Statistics-lab™可以为您提供olemiss.edu CE310 Structural Mechanics结构力学课程的代写代考和辅导服务!
CE310 Structural Mechanics课程简介
Dynamics of particles is the study of the motion of particles under the influence of various forces. This field of study is important in understanding the behavior of structures subjected to loads, such as civil engineering structures.
Rigid body mechanics in a plane is the study of the motion and forces of rigid bodies, which are objects that maintain their shape even when subjected to external forces.
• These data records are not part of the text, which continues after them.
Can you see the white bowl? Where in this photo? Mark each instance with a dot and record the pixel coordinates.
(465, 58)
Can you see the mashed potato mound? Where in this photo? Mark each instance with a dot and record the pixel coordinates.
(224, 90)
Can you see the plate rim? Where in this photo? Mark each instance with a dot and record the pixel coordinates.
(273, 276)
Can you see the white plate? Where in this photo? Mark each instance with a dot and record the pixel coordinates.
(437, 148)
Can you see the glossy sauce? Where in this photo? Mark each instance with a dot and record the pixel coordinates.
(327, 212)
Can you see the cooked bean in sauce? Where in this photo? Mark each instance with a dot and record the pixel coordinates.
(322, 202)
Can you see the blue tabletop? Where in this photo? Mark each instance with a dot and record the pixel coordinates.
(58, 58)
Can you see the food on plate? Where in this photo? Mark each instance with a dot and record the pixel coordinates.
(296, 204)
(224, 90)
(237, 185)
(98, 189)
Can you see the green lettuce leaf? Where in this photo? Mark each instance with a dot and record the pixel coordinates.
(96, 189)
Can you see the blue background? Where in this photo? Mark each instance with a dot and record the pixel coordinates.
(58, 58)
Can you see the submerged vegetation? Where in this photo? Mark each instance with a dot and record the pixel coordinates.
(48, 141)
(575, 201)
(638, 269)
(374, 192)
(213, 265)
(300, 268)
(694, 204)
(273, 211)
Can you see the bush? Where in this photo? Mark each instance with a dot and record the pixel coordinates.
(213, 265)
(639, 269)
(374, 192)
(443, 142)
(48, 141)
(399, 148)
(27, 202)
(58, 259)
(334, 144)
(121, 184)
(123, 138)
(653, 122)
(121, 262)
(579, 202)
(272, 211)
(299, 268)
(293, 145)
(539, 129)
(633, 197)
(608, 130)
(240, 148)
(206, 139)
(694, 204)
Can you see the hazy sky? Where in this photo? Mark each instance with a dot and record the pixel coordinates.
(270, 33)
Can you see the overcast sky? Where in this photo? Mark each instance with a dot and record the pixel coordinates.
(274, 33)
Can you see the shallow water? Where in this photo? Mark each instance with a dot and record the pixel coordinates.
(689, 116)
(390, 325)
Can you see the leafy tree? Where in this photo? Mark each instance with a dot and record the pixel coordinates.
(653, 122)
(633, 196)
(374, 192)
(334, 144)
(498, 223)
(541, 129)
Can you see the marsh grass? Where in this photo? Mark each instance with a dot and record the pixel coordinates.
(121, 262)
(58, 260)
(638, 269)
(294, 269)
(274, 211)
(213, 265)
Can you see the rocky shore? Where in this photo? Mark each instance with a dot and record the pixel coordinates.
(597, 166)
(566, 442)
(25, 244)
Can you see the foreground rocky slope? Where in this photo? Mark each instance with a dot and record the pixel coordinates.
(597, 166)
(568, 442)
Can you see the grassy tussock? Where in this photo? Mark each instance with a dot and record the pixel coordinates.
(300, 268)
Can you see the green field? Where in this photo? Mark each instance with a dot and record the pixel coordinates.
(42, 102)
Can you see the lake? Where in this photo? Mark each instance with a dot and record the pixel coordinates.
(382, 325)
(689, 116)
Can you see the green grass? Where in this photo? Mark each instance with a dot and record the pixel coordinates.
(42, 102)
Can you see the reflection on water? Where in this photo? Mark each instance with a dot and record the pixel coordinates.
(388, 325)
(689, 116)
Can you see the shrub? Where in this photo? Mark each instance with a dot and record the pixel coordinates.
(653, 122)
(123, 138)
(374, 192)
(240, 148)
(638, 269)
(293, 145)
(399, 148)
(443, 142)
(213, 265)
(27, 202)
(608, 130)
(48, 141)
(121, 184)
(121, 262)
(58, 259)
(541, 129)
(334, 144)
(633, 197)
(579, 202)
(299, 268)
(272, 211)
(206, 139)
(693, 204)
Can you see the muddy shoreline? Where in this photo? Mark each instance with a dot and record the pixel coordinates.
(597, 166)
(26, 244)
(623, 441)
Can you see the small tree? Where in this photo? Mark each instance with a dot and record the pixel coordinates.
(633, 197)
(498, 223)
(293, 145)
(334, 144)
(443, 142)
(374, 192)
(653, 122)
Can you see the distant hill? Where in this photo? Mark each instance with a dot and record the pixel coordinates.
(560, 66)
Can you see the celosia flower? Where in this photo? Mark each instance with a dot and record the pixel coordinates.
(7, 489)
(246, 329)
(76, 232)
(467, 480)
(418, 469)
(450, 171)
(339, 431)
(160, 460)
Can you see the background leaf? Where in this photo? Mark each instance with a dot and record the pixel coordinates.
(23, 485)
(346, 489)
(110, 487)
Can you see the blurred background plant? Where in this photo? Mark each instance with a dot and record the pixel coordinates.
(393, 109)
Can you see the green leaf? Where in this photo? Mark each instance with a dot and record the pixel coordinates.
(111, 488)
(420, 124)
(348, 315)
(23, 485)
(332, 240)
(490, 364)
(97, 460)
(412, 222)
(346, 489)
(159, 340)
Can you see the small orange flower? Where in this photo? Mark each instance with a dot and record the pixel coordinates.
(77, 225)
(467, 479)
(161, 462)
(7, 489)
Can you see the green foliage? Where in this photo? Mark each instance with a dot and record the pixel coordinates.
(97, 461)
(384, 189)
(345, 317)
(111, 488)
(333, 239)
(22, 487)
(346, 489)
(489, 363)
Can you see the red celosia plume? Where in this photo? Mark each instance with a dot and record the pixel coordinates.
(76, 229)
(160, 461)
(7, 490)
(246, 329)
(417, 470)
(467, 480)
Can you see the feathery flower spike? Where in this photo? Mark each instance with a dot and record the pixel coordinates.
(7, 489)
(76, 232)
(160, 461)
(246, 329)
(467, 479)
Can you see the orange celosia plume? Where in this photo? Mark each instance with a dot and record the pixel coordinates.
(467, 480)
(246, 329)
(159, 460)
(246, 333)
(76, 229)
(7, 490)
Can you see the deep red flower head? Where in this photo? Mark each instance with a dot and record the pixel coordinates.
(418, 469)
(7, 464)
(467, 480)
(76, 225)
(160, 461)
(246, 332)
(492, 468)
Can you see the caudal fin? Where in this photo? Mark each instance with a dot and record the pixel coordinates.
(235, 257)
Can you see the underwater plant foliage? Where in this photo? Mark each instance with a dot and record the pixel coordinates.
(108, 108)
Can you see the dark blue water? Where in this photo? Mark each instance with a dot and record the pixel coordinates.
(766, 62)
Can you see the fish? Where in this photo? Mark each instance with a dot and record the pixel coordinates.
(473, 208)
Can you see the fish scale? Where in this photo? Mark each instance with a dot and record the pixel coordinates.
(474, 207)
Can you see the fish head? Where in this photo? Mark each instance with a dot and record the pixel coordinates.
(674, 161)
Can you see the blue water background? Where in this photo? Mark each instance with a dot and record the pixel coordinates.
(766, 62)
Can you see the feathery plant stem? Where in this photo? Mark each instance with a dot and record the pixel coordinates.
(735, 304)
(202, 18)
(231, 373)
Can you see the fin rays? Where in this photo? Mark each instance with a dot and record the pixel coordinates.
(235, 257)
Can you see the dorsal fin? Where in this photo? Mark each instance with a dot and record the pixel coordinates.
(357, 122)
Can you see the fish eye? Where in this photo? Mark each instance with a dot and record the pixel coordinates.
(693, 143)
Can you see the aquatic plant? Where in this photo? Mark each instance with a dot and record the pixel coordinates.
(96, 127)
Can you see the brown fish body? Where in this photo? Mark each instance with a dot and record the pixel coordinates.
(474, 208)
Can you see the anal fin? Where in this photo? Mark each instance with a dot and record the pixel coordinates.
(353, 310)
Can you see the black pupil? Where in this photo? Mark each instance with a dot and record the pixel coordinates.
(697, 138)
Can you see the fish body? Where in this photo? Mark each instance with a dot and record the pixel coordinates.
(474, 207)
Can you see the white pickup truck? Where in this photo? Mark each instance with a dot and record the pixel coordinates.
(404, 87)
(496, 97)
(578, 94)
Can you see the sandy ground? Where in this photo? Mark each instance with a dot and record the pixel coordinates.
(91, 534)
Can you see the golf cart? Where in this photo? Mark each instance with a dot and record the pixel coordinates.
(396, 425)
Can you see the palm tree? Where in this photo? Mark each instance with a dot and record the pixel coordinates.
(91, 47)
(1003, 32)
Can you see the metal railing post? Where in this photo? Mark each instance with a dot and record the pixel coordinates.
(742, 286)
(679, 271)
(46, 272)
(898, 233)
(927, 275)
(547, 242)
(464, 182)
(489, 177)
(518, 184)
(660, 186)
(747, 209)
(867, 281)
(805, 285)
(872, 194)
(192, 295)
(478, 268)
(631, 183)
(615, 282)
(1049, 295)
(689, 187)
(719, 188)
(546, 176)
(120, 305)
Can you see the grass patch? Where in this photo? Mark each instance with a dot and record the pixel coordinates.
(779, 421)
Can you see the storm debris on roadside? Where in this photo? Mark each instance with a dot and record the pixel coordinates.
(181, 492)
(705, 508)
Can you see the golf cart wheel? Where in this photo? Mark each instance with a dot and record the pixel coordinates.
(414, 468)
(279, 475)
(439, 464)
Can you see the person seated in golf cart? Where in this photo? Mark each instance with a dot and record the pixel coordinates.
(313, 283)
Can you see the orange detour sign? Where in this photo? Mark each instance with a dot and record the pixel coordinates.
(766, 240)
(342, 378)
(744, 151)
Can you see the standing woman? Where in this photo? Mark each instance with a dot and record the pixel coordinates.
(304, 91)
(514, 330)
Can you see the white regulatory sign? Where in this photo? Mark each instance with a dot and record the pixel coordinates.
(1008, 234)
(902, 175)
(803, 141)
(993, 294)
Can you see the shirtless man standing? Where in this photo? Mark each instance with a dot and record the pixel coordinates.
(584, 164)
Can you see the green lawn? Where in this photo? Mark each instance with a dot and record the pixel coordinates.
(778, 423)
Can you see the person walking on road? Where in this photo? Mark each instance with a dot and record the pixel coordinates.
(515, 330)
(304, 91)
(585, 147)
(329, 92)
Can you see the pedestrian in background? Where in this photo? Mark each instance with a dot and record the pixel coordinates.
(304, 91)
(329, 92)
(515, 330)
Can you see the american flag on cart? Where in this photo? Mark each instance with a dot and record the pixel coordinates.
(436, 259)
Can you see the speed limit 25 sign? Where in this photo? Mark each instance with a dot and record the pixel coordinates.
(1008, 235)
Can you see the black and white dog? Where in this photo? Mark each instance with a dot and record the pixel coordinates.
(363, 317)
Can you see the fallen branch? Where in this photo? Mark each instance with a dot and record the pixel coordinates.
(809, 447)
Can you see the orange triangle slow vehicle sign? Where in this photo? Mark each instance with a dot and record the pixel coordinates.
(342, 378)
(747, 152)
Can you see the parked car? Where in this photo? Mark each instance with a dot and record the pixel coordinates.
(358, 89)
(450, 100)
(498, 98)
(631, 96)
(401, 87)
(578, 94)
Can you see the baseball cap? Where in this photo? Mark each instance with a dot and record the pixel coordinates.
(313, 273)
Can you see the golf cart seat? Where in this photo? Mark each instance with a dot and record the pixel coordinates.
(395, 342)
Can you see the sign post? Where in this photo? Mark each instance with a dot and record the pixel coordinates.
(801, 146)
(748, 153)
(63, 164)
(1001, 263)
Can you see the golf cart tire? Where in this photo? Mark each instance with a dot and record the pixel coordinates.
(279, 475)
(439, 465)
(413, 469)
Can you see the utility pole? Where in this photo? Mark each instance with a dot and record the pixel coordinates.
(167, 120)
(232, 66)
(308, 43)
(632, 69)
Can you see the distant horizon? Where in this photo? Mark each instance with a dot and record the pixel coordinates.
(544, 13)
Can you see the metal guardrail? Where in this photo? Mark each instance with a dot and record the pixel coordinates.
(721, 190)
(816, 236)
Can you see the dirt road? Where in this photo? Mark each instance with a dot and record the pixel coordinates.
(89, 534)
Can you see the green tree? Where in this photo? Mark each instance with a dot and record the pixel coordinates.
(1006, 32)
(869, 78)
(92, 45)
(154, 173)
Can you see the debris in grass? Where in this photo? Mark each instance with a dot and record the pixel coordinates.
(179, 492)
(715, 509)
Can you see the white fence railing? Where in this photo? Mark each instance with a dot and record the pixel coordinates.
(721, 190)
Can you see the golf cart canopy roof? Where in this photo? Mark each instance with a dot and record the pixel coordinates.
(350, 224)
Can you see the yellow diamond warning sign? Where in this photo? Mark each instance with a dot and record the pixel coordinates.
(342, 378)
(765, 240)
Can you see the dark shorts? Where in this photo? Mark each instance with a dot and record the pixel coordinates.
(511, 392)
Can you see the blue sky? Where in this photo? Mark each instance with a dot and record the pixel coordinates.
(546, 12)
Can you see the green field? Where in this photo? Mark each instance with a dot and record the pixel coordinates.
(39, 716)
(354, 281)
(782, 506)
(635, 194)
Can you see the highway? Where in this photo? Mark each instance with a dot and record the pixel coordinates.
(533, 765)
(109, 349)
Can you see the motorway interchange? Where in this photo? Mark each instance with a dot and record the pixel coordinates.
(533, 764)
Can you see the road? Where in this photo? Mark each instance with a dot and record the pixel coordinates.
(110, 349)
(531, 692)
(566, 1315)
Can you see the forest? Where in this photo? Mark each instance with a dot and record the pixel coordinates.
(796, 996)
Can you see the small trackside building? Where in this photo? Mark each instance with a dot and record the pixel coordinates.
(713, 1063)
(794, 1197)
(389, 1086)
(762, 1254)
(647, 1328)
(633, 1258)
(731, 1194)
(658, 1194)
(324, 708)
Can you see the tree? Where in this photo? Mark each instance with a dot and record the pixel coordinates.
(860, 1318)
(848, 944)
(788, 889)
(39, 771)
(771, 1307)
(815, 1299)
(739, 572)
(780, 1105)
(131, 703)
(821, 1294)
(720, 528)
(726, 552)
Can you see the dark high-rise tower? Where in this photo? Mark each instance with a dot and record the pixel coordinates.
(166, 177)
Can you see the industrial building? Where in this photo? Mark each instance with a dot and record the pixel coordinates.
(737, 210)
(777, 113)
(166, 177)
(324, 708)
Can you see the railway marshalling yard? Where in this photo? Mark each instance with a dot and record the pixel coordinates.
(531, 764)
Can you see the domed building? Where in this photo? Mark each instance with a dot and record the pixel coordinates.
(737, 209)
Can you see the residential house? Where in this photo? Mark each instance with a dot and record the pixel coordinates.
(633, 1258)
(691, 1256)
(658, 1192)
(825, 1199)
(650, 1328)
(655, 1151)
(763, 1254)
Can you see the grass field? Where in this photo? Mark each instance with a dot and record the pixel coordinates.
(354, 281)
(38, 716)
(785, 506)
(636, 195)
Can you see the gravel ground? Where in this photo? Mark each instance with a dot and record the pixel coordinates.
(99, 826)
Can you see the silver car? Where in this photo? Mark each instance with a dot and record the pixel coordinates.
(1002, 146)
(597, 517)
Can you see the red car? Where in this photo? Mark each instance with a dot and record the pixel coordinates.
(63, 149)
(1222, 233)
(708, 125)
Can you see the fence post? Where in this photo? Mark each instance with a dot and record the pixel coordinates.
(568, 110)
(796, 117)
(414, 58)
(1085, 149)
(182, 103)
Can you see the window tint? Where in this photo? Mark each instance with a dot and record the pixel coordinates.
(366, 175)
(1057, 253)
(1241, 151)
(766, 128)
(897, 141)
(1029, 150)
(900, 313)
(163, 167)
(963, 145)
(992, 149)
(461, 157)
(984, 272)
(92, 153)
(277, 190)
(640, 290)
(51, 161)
In civil engineering, this field of study is important in understanding the behavior of structures that are made up of interconnected rigid bodies.
PREREQUISITES
Applications to civil engineering involve the use of principles from dynamics and rigid body mechanics to design and analyze civil engineering structures such as buildings, bridges, and tunnels. These principles are used to determine the loads that a structure will experience and to ensure that the structure is designed to withstand those loads.
Structural systems and loads refer to the different types of structures that can be used in civil engineering, as well as the types of loads that these structures can be subjected to. Understanding these concepts is essential for designing and analyzing civil engineering structures.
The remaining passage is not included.